White’s new album, ‘Boarding House Reach’ has been long awaited by fans, and when it came out on Friday (23rd March 2018), it delivered something that fans really weren’t expecting. White has taken a new approach, and has made his music slightly more mainstream than usual. With synth overload, hip-hop rhythms, and rapped lyrics, White has managed to take his roots, and modernise them in a way that has kept fans interested.
The first taste of the new album came in December 2017, when a compilation of all songs on the album was released, and straight away fans went crazy. In the next few months, White slowly teased the album, releasing ‘Connected By Love’, ‘Respect Commander’ and ‘Over and Over and Over’. White also announced ‘Vault Package #31’ which gave fans the opportunity to get the only limited edition version of the album, which consisted of a special album cover, vinyl, as well as demo singles of two album tracks, and some limited edition inserts. These ‘Vault Packages’ were available to Vault Members only, and sold out fairly quickly.
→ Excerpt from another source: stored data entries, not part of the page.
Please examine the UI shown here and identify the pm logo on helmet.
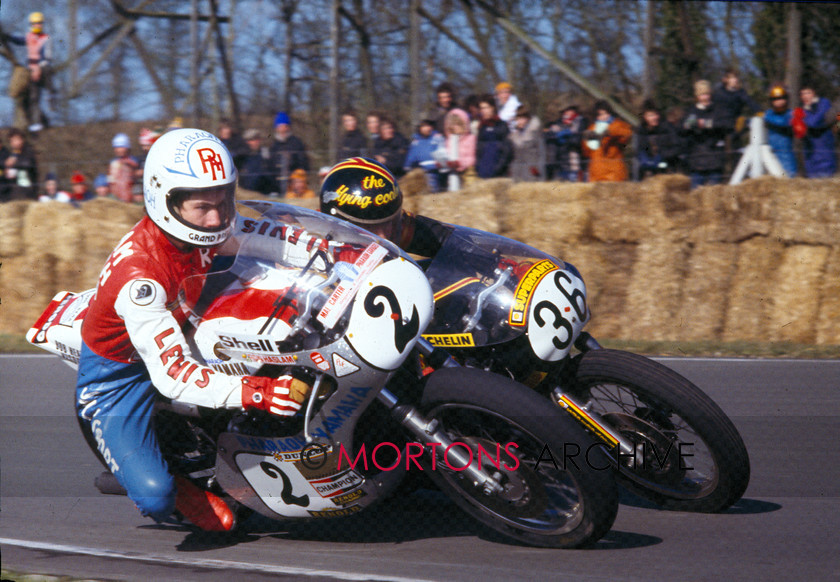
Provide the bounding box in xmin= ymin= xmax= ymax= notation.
xmin=163 ymin=132 xmax=233 ymax=181
xmin=197 ymin=147 xmax=227 ymax=180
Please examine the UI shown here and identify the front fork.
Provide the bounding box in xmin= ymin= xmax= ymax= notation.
xmin=552 ymin=332 xmax=643 ymax=466
xmin=375 ymin=338 xmax=505 ymax=495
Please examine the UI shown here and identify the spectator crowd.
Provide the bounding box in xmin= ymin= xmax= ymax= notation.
xmin=0 ymin=67 xmax=838 ymax=204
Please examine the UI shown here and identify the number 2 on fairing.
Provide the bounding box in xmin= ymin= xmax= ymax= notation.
xmin=346 ymin=258 xmax=433 ymax=371
xmin=260 ymin=461 xmax=310 ymax=507
xmin=527 ymin=270 xmax=588 ymax=362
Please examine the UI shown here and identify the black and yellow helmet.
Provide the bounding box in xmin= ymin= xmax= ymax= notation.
xmin=319 ymin=157 xmax=403 ymax=226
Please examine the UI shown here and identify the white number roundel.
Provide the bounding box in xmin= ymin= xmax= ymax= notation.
xmin=346 ymin=258 xmax=433 ymax=370
xmin=526 ymin=269 xmax=588 ymax=361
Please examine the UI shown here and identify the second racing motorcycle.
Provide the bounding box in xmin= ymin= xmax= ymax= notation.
xmin=420 ymin=225 xmax=750 ymax=513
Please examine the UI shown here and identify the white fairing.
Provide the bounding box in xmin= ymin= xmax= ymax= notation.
xmin=526 ymin=269 xmax=589 ymax=361
xmin=346 ymin=258 xmax=433 ymax=370
xmin=235 ymin=452 xmax=363 ymax=517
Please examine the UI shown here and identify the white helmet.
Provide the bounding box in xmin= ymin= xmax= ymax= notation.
xmin=112 ymin=133 xmax=131 ymax=149
xmin=143 ymin=128 xmax=237 ymax=247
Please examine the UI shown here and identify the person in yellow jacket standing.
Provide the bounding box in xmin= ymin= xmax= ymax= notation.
xmin=582 ymin=100 xmax=632 ymax=182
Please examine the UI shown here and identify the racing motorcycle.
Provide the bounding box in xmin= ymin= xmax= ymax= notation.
xmin=26 ymin=201 xmax=619 ymax=548
xmin=420 ymin=225 xmax=750 ymax=513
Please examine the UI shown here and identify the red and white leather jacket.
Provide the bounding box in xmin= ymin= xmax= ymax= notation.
xmin=81 ymin=215 xmax=244 ymax=409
Not only did the announcement of the album result in the announcement of a Vault Package, but it also involved a tour. The announcement of the tour got fans all over the world eager for the dates to be announced, as it was his first in nearly 4 years. As per usual though, White kept the majority of the tour in America, with their only being 3 UK tour dates announced, all of which were in London.
Back to the album itself however. It may not be what fans of the Rock legend are used to, but after listening to it a few times, it grows on you. It has everything Jack White has ever put into his music, and more. The heavy riffs, the awe-inspiring beat of the drums, and then the fast pace of the vocals. Hip-Hop style vocals aren’t exactly White’s signature, but they have featured throughout his career, from ‘Icky Thump’ in his, ‘White Stripes’, days, and parts of ‘Treat Me Like Your Mother’ from his time with, ‘The Dead Weather’, to ‘Lazaretto’ from his last solo album, White has always tried to incorporate these fast vocal lines into most of his work. The addition of Synths, and R&B/Hip-Hop musicians was definitely a step out of his comfort zone, but it’s been done perfectly, and there is just the right mix of the distinctive guitar, and the new found modern styles.
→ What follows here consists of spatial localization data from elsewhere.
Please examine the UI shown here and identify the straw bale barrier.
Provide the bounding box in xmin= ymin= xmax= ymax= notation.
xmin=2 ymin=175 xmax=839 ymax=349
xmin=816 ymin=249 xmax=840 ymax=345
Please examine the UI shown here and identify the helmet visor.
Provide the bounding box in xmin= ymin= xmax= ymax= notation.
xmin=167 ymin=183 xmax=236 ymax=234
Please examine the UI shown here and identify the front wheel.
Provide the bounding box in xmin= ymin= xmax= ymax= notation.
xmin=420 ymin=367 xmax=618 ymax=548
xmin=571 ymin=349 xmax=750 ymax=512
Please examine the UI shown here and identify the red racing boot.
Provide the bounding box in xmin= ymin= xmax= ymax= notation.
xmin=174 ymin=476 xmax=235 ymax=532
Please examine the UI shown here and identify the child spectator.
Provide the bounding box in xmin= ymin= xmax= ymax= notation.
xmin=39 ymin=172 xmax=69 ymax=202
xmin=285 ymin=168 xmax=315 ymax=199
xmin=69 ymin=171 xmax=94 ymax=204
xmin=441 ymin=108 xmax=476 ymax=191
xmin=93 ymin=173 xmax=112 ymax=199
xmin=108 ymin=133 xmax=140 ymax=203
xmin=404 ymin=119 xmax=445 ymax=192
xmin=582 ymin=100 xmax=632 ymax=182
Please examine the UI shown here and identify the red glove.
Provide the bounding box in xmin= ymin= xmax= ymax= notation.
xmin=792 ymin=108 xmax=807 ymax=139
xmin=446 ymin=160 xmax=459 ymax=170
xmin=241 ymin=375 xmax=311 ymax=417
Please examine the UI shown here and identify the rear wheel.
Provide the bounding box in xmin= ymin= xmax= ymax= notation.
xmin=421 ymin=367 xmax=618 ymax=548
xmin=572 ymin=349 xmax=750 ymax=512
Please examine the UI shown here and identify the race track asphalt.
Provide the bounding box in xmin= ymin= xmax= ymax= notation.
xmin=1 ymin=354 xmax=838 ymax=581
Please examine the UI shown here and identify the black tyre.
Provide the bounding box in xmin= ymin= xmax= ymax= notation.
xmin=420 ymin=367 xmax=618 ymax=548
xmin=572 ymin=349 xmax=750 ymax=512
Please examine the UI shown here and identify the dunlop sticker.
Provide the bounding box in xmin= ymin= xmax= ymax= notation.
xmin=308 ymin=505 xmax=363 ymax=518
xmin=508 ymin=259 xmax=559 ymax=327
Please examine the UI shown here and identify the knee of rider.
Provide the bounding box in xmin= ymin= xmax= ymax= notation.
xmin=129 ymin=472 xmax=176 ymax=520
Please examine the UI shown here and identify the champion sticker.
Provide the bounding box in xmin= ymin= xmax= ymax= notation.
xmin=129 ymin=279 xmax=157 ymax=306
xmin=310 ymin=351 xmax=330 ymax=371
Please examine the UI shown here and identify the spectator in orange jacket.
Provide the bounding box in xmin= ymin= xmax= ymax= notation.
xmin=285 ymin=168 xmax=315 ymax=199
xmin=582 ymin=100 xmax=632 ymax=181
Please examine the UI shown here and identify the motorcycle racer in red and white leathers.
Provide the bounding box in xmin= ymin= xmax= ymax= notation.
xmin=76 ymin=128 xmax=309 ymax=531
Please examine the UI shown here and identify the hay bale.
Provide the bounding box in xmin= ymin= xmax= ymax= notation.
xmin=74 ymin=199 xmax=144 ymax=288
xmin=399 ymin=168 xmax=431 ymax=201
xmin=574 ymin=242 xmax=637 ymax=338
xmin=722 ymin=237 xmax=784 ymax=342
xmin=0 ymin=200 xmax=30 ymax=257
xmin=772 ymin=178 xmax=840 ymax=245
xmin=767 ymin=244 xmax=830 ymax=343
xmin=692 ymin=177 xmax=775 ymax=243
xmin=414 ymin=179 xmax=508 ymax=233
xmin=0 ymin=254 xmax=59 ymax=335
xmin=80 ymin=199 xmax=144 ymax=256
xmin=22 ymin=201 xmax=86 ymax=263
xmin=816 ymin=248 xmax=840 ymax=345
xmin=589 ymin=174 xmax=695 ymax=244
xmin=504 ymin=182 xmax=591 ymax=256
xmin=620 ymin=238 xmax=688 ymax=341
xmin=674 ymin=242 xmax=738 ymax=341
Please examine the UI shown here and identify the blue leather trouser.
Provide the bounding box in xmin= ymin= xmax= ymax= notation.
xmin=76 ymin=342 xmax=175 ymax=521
Songs such as ‘Over and Over and Over’ show he still has his skilled guitar playing abilities, where ‘Ice Station Zebra’ channels a more ‘Lazaretto’ vibe, and then ‘Abulia and Akrasia’ has a ‘Little Acorns’ feel with the laid back, spoken lyrics. Then ‘Respect Commander’ shows how well White has mixed his new discoveries with his roots, resulting in a true masterpiece, that just keeps delivering with every second that passes. It starts off with a fast paced drum rhythm, similar to something you would hear in a club, and then a riff that sounds like it’s straight out of his last album gets laid over the top to create a sound that very few people would be able to pull off correctly. It then slows down, and has a much more bluesy feel, as the drums slow, and the guitar starts to sing like it once did whilst White was knocking out masterpieces with ‘The White Stripes’.
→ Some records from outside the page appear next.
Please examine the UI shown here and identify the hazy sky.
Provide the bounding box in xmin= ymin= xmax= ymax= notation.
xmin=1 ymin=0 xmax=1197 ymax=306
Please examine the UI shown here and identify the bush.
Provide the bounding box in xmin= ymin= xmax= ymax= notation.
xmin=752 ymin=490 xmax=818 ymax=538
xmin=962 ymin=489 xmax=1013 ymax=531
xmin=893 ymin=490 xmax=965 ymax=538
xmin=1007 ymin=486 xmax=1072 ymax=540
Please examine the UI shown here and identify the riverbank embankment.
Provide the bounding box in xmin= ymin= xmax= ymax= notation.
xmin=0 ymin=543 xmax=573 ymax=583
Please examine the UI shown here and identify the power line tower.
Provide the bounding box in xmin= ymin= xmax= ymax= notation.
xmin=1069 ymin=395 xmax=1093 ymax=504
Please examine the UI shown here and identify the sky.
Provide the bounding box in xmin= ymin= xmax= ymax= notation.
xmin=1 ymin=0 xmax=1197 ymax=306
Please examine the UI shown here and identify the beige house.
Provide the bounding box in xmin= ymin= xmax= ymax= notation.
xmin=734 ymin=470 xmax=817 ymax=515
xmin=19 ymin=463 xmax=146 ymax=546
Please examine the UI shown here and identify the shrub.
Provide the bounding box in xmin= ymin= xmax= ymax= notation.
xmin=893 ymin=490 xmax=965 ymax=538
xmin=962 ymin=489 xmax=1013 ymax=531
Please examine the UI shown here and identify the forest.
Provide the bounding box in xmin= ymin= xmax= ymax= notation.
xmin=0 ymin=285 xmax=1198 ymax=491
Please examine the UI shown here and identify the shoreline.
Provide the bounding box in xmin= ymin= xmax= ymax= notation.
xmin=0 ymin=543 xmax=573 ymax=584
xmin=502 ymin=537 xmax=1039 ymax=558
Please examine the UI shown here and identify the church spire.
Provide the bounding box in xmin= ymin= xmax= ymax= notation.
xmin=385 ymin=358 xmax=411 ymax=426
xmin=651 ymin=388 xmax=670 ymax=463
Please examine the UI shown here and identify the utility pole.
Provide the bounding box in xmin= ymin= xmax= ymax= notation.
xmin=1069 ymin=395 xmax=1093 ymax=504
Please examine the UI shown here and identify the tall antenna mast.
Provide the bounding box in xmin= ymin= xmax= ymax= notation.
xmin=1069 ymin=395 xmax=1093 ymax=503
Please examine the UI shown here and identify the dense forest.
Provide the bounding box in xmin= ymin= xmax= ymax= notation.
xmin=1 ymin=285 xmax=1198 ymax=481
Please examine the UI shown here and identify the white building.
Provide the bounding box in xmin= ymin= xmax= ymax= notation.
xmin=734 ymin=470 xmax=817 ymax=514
At first, ‘Boarding House Reach’, may not be what fans were expecting, or what they would listen to, but once it’s been listened to a few times, the true skill starts to come out. If you take the synths out, this album really is just another Jack White album, but by keeping them in, it becomes something more. It becomes a contender for the best, and by far the most experimental, album for a long time. This album is a true masterpiece.